L’idée de créer des produits financiers qui permettraient de financer les dégâts permet de lancer sur les marchés, deux ans plus tard en 1994, les premières obligations catastrophes. Aujourd’hui, il en existe des centaines et, vu l’avenir que nous prépare le réchauffement climatique, ils ont de beaux jours devant eux.
C’est la finance qui assure !
Comme l’explique Le Monde, il s’agit de contrats d’assurance qui sont transformés en titres boursiers, en l’occurrence en obligations. Concrètement, l’émetteur (un assureur, un Etat, une institution internationale…) va créer une structure juridique qui vend, par exemple, pour 100 millions de dollars d’obligations. Celle-ci récupère l’argent, le place, généralement en achetant des produits financiers peu risqués, comme des bons du Trésor américains, et verse à tous ceux qui ont acheté l’obligation un intérêt.
Ces investisseurs ont engagé de l’argent en pariant qu’aucune catastrophe ne se produirait durant une période de temps défini. Si c’est malheureusement le cas (on dit alors que l’obligation « rencontre son risque »), l’investisseur peut perdre toute sa mise, intérêts et principal, contrairement aux obligations classiques où l’investisseur est sûr de conserver le principal.
En dépit de ce risque, ces obligations catastrophes sont très prisées : d’une part, elles rapportent des intérêts plus élevés que les obligations traditionnelles et, d’autre part, elles sont déconnectées de l’évolution de la situation économique mondiale, qui tourne au ralenti depuis la fin de la crise financière.
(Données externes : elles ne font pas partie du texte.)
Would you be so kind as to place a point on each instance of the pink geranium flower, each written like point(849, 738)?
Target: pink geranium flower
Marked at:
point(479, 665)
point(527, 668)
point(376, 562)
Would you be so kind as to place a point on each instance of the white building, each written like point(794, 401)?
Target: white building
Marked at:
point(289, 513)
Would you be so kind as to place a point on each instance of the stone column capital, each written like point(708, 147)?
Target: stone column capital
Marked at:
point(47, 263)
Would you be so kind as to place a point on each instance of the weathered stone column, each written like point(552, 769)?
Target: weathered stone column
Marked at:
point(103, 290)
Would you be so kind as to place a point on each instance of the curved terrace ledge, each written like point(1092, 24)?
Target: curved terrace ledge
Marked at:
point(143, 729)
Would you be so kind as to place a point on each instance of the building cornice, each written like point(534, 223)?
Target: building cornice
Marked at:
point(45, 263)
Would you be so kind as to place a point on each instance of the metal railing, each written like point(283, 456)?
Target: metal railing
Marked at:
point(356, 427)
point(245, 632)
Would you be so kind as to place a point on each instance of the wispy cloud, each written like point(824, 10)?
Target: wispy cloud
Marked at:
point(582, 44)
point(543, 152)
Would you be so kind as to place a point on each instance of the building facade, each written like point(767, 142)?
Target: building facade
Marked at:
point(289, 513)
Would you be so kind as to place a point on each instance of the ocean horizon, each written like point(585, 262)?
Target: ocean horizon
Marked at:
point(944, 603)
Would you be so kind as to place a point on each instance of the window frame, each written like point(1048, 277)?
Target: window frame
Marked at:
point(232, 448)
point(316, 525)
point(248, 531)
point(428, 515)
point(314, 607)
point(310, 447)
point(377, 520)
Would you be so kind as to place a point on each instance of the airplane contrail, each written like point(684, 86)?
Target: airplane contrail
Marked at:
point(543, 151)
Autrement dit, les cat bonds permettent aux financiers d’être moins dépendants des hauts et des bas du Dow Jones ou du CAC 40.
Les compagnies d’assurances et de réassurances mettent donc en œuvre de nouvelles façons de disperser le risque, dont la principale est la titrisation des dangers climatiques. Une transposition à l’échelon météorologique des mécanismes testés avec le succès qu’on sait dans l’immobilier américain…
Parmi les produits les plus fascinants de ce nouvel arsenal financier : l’« obligation catastrophe ». La particularité des cat bonds tient à ce qu’ils procèdent non pas d’une dette contractée par un Etat pour renouveler ses infrastructures, ou par une entreprise pour financer l’innovation, mais de la nature et de ses aléas. Ils concernent un événement dont il est possible mais pas certain qu’il advienne, et dont on sait qu’il occasionnera des dégâts matériels et humains importants. Dès lors, il s’agit de disperser les risques dans l’espace et le temps, de manière à les rendre financièrement insensibles. Dans la mesure où les marchés se déploient à l’échelle mondiale, ces risques atteignent par la titrisation un « étalement » maximal.
Au jeu de l’offre et de la demande
Comme tout titre financier, les obligations climatiques passent sous les fourches Caudines des agences de notation qui leur accordent généralement la note médiocre de BB, signe qu’elles ne sont pas sans risque. La valeur d’un cat bond fluctue sur le marché en fonction de la plus ou moins grande probabilité que la menace se réalise et en fonction de l’offre et de la demande du titre concerné. Il arrive que ces titres continuent de s’échanger à l’approche d’une catastrophe et même au cours de son déroulement, par exemple lors d’une canicule en Europe ou d’un ouragan en Floride. C’est ce que les traders spécialisés appellent, avec le sens de la formule qui les caractérise, live cat bond trading — le commerce de titres en direct.
Une bourse d’échange de titres intitulée Catex, pour Catastrophe Risk Exchange, localisée dans le New Jersey, est apparue en 1995. Un investisseur excessivement exposé aux tremblements de terre californiens pourra y diversifier son portefeuille en échangeant ses cat bonds contre d’autres portant sur des ouragans caribéens ou sur un tsunami dans l’océan Indien. Catex a également pour fonction de fournir à ses clients des bases de données leur permettant d’évaluer les risques.
Les dérivés climatiques (weather derivatives), par exemple, proposent aux investisseurs des paris sur le temps qu’il va faire, c’est-à-dire sur des variations de la météo qui n’impliquent pas l’interruption du cours normal de la vie sociale.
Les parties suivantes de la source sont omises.